Investigating the added resistance of KVLCC2 at different speeds using a numerical method based on the 2 DOF analysis in a regular waves

In this paper, the dynamic responses of the KVLCC2 tanker at differents speeds have been evaluated using a numerical method. Ship movements and the forces acting on it have been determined accurately based on computational fluid dynamics method using OpenFoam open source code. Free surface of the two phase flow has been simulated using interFoam and interDyMFoam solvers. The amplitude of ship's heave and pitch motions have been determined in the regular head waves at various speeds. The regular second order stokes wave is generated using the input speed technique. In order to verify the accuracy of the numerical results obtained from the present study, the values of the heave motion, rolling angle, thrust coefficient, as well as added resistance compared with the validated experimental results presented by other researchers.

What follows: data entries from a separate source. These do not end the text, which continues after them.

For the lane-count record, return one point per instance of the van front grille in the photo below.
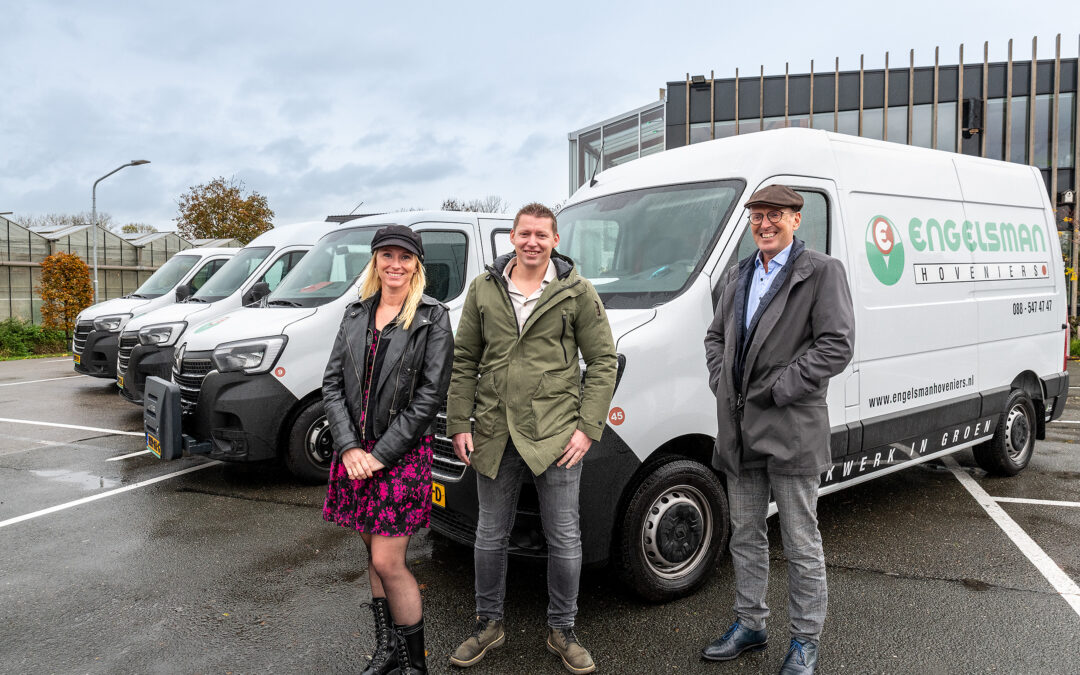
(189, 377)
(127, 342)
(445, 464)
(82, 331)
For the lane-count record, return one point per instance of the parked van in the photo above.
(958, 284)
(146, 343)
(250, 381)
(97, 327)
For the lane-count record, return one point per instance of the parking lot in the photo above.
(113, 562)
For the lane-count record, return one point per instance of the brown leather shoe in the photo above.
(564, 644)
(486, 635)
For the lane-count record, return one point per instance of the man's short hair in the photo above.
(537, 211)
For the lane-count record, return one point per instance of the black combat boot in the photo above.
(412, 658)
(385, 658)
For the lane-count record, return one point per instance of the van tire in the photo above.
(685, 501)
(1010, 450)
(310, 446)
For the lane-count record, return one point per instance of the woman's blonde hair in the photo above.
(416, 285)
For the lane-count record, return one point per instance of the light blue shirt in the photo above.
(761, 280)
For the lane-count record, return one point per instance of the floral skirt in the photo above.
(394, 502)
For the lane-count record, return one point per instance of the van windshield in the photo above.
(166, 277)
(640, 248)
(327, 271)
(227, 280)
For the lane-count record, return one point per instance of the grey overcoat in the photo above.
(801, 335)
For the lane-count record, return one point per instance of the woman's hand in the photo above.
(360, 464)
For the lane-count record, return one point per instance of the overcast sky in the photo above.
(322, 105)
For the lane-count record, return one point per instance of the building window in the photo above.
(589, 154)
(873, 123)
(946, 126)
(1066, 124)
(898, 124)
(620, 142)
(700, 132)
(652, 131)
(848, 122)
(1017, 145)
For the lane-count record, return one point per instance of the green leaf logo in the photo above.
(885, 251)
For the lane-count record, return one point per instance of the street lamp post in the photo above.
(93, 212)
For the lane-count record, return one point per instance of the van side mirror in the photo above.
(184, 292)
(256, 294)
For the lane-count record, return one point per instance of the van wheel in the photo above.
(310, 446)
(1009, 451)
(673, 530)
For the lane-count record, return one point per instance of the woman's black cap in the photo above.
(399, 235)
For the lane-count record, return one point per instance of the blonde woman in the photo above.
(386, 379)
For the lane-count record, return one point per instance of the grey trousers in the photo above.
(557, 488)
(796, 499)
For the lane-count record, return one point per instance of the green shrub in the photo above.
(23, 338)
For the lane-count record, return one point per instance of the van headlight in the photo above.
(162, 334)
(252, 356)
(112, 323)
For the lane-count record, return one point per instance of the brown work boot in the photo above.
(565, 645)
(486, 635)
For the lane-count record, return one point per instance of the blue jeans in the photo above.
(557, 488)
(796, 499)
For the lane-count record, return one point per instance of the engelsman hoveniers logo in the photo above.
(885, 251)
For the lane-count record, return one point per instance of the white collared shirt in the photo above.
(524, 305)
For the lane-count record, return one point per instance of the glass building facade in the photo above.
(123, 261)
(1023, 109)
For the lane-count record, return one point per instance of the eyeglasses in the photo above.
(774, 217)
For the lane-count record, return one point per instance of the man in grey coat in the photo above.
(783, 327)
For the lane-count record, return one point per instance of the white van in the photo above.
(958, 285)
(250, 381)
(96, 328)
(146, 343)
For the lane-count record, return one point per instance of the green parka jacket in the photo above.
(526, 385)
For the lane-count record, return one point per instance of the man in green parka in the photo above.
(516, 373)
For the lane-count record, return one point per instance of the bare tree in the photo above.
(491, 203)
(142, 228)
(57, 220)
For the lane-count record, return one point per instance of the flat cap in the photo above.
(777, 196)
(399, 235)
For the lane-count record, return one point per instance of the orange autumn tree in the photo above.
(66, 289)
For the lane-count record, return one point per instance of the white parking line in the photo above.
(1065, 586)
(116, 459)
(48, 379)
(106, 494)
(36, 423)
(1044, 502)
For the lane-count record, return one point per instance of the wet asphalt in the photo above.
(231, 569)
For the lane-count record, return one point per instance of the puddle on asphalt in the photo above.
(82, 478)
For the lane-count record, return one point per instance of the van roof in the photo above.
(856, 163)
(409, 218)
(305, 233)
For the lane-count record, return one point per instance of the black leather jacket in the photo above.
(413, 381)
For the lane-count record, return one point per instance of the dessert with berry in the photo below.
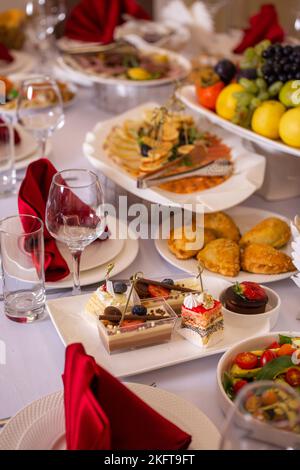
(247, 298)
(202, 321)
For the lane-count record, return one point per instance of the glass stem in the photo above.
(76, 272)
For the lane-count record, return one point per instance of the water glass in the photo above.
(7, 159)
(22, 263)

In addition, free surface contours and important flow parameters have been extracted. Also, heave and pitch RAO changes are presented and compared with valid experimental results. These simulations are carried out at different speeds and current numerical results have acceptable accuracy compared with experimental data. By comparing the average force applied to the hull in the waves with the amount of calm water resistance, the amount of added resistance is determined at different speeds. The ratio of the added resistance to the total resistance decreases with increasing the Froude number. Due to the hull form of the tanker, the calm water resistance has a higher growth rate relative to added resistance. Such an analysis, using virtual wave making techniques and simulating dynamic behavior Conforms to reality, can provide more accurate results than potential methods and can be used in a wider range of marine applications.